Your RPA Bots Are Shell Scripts With delusions of Grandeur

Table of Contents

Why this matters right now

If you run a real business, you already automate things:

RPA bots clicking through legacy UIs
Cron jobs, ETL pipelines, glue code
Humans following 40‑step SOPs in Playbooks/Confluence

Those systems are:

Brittle – small UI/API changes break everything
Opaque – nobody knows what the bots are doing at 3am
Narrow – every exception path becomes a new ticket

AI automation (agents, copilots, orchestrated workflows) promises to replace this with something:

More flexible than RPA
Cheaper than throwing more humans at the queue
Faster to build than another bespoke microservice

But most “AI agent” pitches ignore:

Determinism vs. stochastic behavior
Security and data boundaries
Observability, rollback, and incident handling
Total cost of ownership: inference, integration, ops

This post is about how to reason concretely about AI automation in production: where it fits, where it fails, and how to experiment without lighting your hair on fire.

What’s actually changed (not the press release)

The technology shift is real, but narrower than the hype.

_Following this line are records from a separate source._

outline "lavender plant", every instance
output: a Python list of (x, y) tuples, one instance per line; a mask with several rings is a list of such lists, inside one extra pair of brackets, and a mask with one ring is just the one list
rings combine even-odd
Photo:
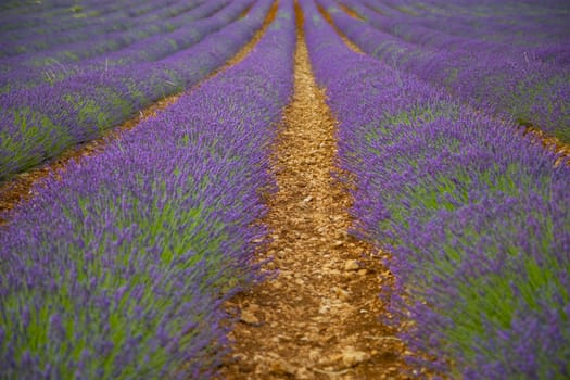
[(0, 229), (5, 378), (208, 379), (221, 303), (259, 278), (292, 2), (241, 63), (49, 178)]
[(338, 27), (365, 52), (451, 90), (474, 106), (570, 141), (570, 72), (540, 61), (517, 61), (469, 50), (435, 50), (405, 42), (319, 0)]
[[(236, 1), (230, 7), (224, 8), (210, 18), (193, 21), (193, 17), (201, 16), (204, 13), (216, 12), (224, 5), (224, 2), (208, 2), (204, 7), (200, 7), (191, 12), (185, 14), (179, 21), (174, 24), (166, 23), (165, 27), (178, 25), (178, 29), (169, 33), (161, 33), (148, 38), (134, 41), (123, 49), (118, 49), (123, 42), (116, 40), (110, 41), (109, 35), (100, 36), (100, 41), (93, 40), (93, 43), (86, 48), (85, 42), (79, 47), (69, 48), (64, 46), (58, 53), (56, 51), (48, 51), (43, 54), (18, 55), (10, 60), (4, 60), (2, 64), (5, 65), (0, 75), (1, 92), (9, 93), (22, 88), (31, 88), (42, 84), (56, 86), (62, 80), (72, 80), (74, 76), (85, 75), (89, 73), (107, 72), (115, 66), (126, 66), (132, 64), (140, 64), (142, 62), (155, 62), (165, 59), (180, 50), (186, 50), (202, 40), (205, 36), (213, 34), (220, 28), (229, 25), (251, 5), (251, 1)], [(190, 23), (190, 24), (189, 24)], [(156, 31), (156, 25), (145, 25), (145, 29)], [(166, 31), (166, 30), (165, 30)], [(140, 30), (129, 30), (128, 34), (135, 36)], [(87, 35), (89, 35), (87, 33)], [(122, 34), (123, 39), (125, 34)], [(127, 37), (128, 41), (129, 38)], [(103, 54), (106, 49), (118, 49), (116, 51)], [(61, 60), (63, 55), (63, 60)], [(77, 61), (80, 56), (91, 55), (90, 59), (80, 60), (77, 63), (66, 63), (68, 60)], [(66, 59), (67, 58), (67, 59)], [(46, 64), (48, 66), (46, 66)], [(29, 67), (31, 65), (31, 67)], [(39, 66), (37, 66), (39, 65)]]
[(452, 378), (568, 377), (568, 159), (350, 51), (302, 5), (341, 164), (356, 175), (354, 233), (393, 255), (400, 294), (387, 302), (427, 355), (416, 360)]
[(261, 27), (271, 1), (168, 58), (0, 96), (0, 180), (99, 136), (141, 107), (182, 91), (223, 65)]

Three things that materially impact production systems:

LLMs can now act as “universal glue” across messy systems
- Parse semi‑structured documents, emails, logs, PDFs
- Call tools / APIs based on natural language instructions
- Generate structured outputs (JSON, SQL, DSLs) with reasonable reliability
This replaces a lot of regex‑driven pipelines and custom parsers with a model call plus a schema.
Tool-calling and function orchestration are practical

Old chatbots: “Here’s a string, good luck.”

New stack:
- “Given this user request, pick a tool, call it with typed arguments, use the result, possibly call another tool.”
- This allows composable workflows instead of single-shot prompts.
You can now have a model reliably do:
- Look up a customer
- Validate entitlements
- Draft an action
- Ask for human approval only when needed
Inference economics improved just enough
- You can run small or mid‑size models in your VPC or on cheaper GPUs/CPUs.
- Smaller models (or distilled versions) often suffice for narrow business processes.
- For many back‑office workflows, “good enough” accuracy at lower cost beats frontier-model perfection.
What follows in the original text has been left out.